I've blogged before about procrastination, whether it's happening because your Inner Critic has found a dozen reasons for you Not Getting On With It, or he's declaring that it's all been done already, or he's dressed up as someone else to persuade you. Or sometimes you've simply run out of fuel, or you're just suffering from the simple reluctance to jump into the water and start swimming.
But you know the one where you do just about anything except write until the last minute, and then scribble madly into the night? Students do it, as do journalists, and of course sometimes it's genuinely because life is busy. But sometimes - often, let's admit - it's not that you genuinely didn't have the time, not really: by shedding some more trivial stuff you could perfectly well have started last week, or this morning, and you just didn't.
Some of us (perhaps the journalists, in particular?) rationalise it as needing to build up a head of steam to propel us forward, which is not entirely untrue: we resist fiercely until fear of the disaster looming if we don't do it gets bigger than than the fear of... what? - that's fuelling our resistance.
I don't tend to do it with writing, but I do it with a lot else in life. All through school - and even when I was trying quite seriously to become an actor - I was really bad at learning my lines and doing most other kinds of homework. I always got through by the skin of my teeth, but I rarely knew lines or facts so well that I was free of worrying about them and could relax into the better and more interesting parts of the job: creating a character; exploring the causes of the War of the Spanish Succession. And as a result I rarely did as well as I might have, and I knew it. As did my teachers.
So when you meet a serious, aspiring writer - or a serious got-somewhere-and-praying-hard-s/he-can-stay-there writer - who time and again leaves it till the last minute, what's that fear made of? I think that at some level - conscious perhaps, but more often un-conscious - the fear is of doing your best and still being found wanting. If you have tons of time, you would be able to do your best - you should do your best... and what if your best turns out not to be good enough?

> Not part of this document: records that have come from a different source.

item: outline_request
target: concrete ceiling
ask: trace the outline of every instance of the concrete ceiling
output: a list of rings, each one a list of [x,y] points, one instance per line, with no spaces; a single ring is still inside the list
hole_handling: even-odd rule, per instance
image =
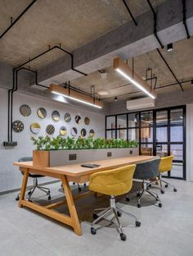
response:
[[[154,7],[164,0],[151,0]],[[31,2],[0,0],[0,34]],[[150,9],[146,1],[128,1],[134,16]],[[0,59],[18,66],[60,43],[68,51],[88,43],[130,21],[120,0],[38,0],[0,42]],[[56,50],[30,64],[38,69],[64,56]]]
[[[190,39],[180,40],[173,43],[173,51],[167,52],[166,48],[160,50],[169,66],[173,71],[177,78],[180,81],[193,79],[193,37]],[[132,66],[132,60],[128,60],[128,65]],[[156,90],[158,94],[182,90],[179,85],[161,89],[162,86],[176,83],[174,77],[168,68],[159,57],[157,50],[154,50],[134,58],[134,70],[141,77],[146,79],[146,71],[152,68],[153,74],[157,77]],[[107,73],[105,80],[102,80],[98,71],[89,74],[88,76],[82,76],[71,81],[72,85],[90,93],[91,85],[95,85],[96,92],[101,89],[108,90],[108,96],[102,96],[105,101],[112,102],[114,97],[118,96],[118,100],[134,98],[145,95],[141,93],[133,94],[138,89],[113,70],[113,66],[103,69]],[[150,72],[148,73],[150,77]],[[150,84],[150,82],[149,82]],[[155,85],[155,80],[152,80]],[[182,83],[184,89],[191,88],[191,82]],[[131,93],[131,94],[129,94]],[[121,96],[119,96],[121,95]]]
[[[164,2],[165,2],[165,0],[151,0],[151,3],[154,7]],[[167,2],[168,2],[169,1]],[[168,6],[169,6],[171,2],[168,2]],[[174,4],[174,2],[175,1],[173,1],[173,4]],[[16,19],[30,2],[31,1],[29,0],[0,0],[0,34],[10,25],[10,17],[12,16],[13,20],[14,18]],[[146,11],[148,12],[150,10],[146,0],[128,0],[127,2],[135,17]],[[182,7],[179,4],[177,4],[177,6],[180,13],[178,15],[180,18],[178,18],[182,19]],[[171,16],[171,21],[175,16],[174,14],[177,16],[176,10],[173,11],[173,15]],[[168,15],[167,15],[167,16],[168,16]],[[88,73],[88,76],[79,77],[79,74],[77,75],[76,72],[70,70],[70,67],[69,70],[67,69],[67,74],[65,73],[64,71],[60,71],[60,67],[55,65],[53,62],[58,60],[60,62],[61,60],[61,66],[63,68],[65,64],[64,64],[65,62],[63,62],[62,57],[65,56],[58,49],[55,49],[32,62],[30,63],[30,68],[38,71],[39,81],[43,81],[45,85],[48,85],[51,80],[56,84],[65,83],[65,79],[66,79],[70,80],[72,85],[88,93],[90,93],[91,85],[95,85],[96,92],[101,89],[109,90],[110,94],[106,97],[103,96],[102,98],[105,98],[105,102],[113,102],[114,98],[117,96],[118,100],[124,100],[144,95],[142,93],[136,94],[135,92],[137,91],[137,89],[133,85],[126,85],[128,82],[114,71],[112,66],[110,66],[110,63],[112,63],[113,58],[116,56],[123,56],[124,58],[134,56],[134,70],[140,75],[145,78],[146,69],[152,68],[153,74],[158,78],[156,85],[156,88],[158,88],[158,94],[180,91],[181,88],[177,85],[160,89],[160,87],[164,85],[173,84],[176,81],[164,61],[159,56],[157,51],[153,50],[150,52],[150,48],[155,49],[159,47],[159,45],[157,45],[158,43],[154,35],[150,35],[150,33],[153,33],[152,13],[150,11],[150,13],[146,14],[146,17],[148,19],[150,17],[151,20],[145,20],[144,21],[144,17],[142,16],[141,20],[139,19],[141,23],[139,22],[140,25],[138,25],[135,31],[135,26],[132,24],[131,30],[129,30],[130,34],[128,33],[128,37],[133,36],[134,39],[133,42],[131,41],[129,43],[131,45],[128,46],[128,48],[126,48],[128,47],[127,45],[124,49],[124,45],[121,45],[124,38],[123,37],[123,34],[120,34],[122,41],[119,39],[120,45],[119,44],[117,46],[119,49],[118,49],[116,53],[110,53],[111,56],[110,56],[110,57],[106,53],[106,60],[103,58],[104,54],[101,54],[101,53],[104,48],[105,49],[107,47],[110,48],[108,39],[105,42],[106,44],[104,43],[104,48],[98,48],[98,53],[96,53],[98,56],[94,56],[92,49],[90,51],[90,53],[92,53],[92,57],[93,55],[93,59],[95,59],[93,61],[95,64],[91,69],[92,71],[89,71],[92,66],[89,61],[92,62],[92,58],[89,61],[85,60],[85,62],[83,62],[83,69],[80,69]],[[59,45],[60,43],[64,48],[70,52],[74,51],[74,53],[78,53],[79,49],[81,50],[80,48],[82,47],[82,55],[87,57],[89,54],[87,54],[85,49],[87,49],[86,47],[90,42],[93,42],[96,39],[101,37],[101,41],[105,43],[105,39],[102,41],[102,37],[105,34],[109,31],[113,31],[116,28],[119,30],[121,25],[125,25],[129,21],[131,21],[131,17],[121,0],[38,0],[16,25],[14,25],[0,40],[0,60],[1,62],[16,66],[28,61],[29,57],[32,58],[47,50],[48,45],[52,47],[54,45]],[[142,25],[144,25],[143,23],[146,23],[146,21],[147,21],[147,24],[145,25],[146,26],[146,30],[149,30],[149,34],[143,34],[143,39],[146,39],[146,42],[149,42],[149,44],[151,43],[152,46],[149,48],[148,43],[145,43],[146,47],[142,53],[140,53],[139,55],[138,49],[144,47],[144,45],[141,45],[144,44],[144,41],[142,41],[142,39],[141,40],[140,37],[136,38],[134,34],[140,34],[144,30]],[[167,30],[168,28],[163,23],[160,17],[159,21],[160,23],[158,24],[159,30],[163,26],[166,30],[164,34],[163,32],[163,28],[162,31],[159,31],[158,30],[161,41],[165,45],[171,42],[171,39],[169,38],[171,33],[169,32],[170,30]],[[175,22],[178,26],[181,26],[181,25],[179,25],[178,20],[175,20],[175,17],[173,24],[172,21],[170,29],[173,30],[173,34],[172,34],[171,37],[174,38],[172,42],[175,42],[177,40],[177,36],[175,34],[180,34],[178,33],[179,31],[176,30],[174,28]],[[120,29],[122,33],[125,34],[123,29],[126,30],[127,27],[128,27],[128,25],[125,25],[125,28]],[[190,28],[191,25],[189,25],[189,30]],[[182,31],[181,31],[182,34],[184,34],[179,36],[179,38],[185,38],[186,33],[183,25],[182,25],[181,30]],[[126,31],[128,32],[128,30],[126,30]],[[191,34],[192,34],[193,32]],[[164,41],[165,39],[167,39],[168,41]],[[114,44],[117,44],[116,42]],[[83,46],[85,46],[85,48],[83,48]],[[191,38],[189,40],[183,39],[177,41],[173,43],[173,48],[174,50],[170,53],[168,53],[165,48],[160,49],[160,52],[179,80],[192,79],[193,38]],[[111,51],[113,53],[113,49]],[[125,51],[125,53],[123,51]],[[77,61],[79,63],[79,61],[82,61],[81,55],[79,54],[79,53],[74,54],[76,55],[74,62]],[[99,57],[101,57],[101,61],[99,61]],[[104,64],[105,62],[104,60],[105,60],[108,64]],[[131,66],[132,59],[128,59],[128,65]],[[49,65],[47,65],[49,63],[50,67],[48,66]],[[80,66],[81,64],[82,63],[79,64]],[[96,71],[98,68],[102,68],[102,70],[105,70],[107,73],[105,80],[101,78],[100,72]],[[58,73],[61,75],[55,76],[52,72],[56,72],[56,73],[59,71],[60,72],[58,71]],[[93,71],[95,71],[93,72]],[[75,76],[74,73],[77,76]],[[52,74],[52,75],[50,74]],[[47,80],[45,79],[44,80],[43,76],[47,76],[47,75],[49,75],[51,79],[47,79]],[[78,78],[74,79],[74,77]],[[191,88],[190,82],[182,85],[184,89]],[[183,97],[182,95],[182,97]]]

That really does undermine your confidence, and protecting your confidence is genuinely important. Whereas you did very well for a rush job, didn't you? You can do better next time, can't you? Next time you'll start much earlier...
It's second cousin to the spirit in which some people in all sorts of arts become course junkies, which I blogged about a while ago. I've explored before how a course can be an excellent fast-track to discovering things you'd have taken far longer to discover on your own, but doing the art you love on a course can also be a way of saying, "I'm just practising ...". Of course we all need to practice, and we all have things we enjoy but aren't devoting ourselves to. But it's worth thinking about what's going on when your fear of not being good enough means you make sure you never give yourself the chance to be your best.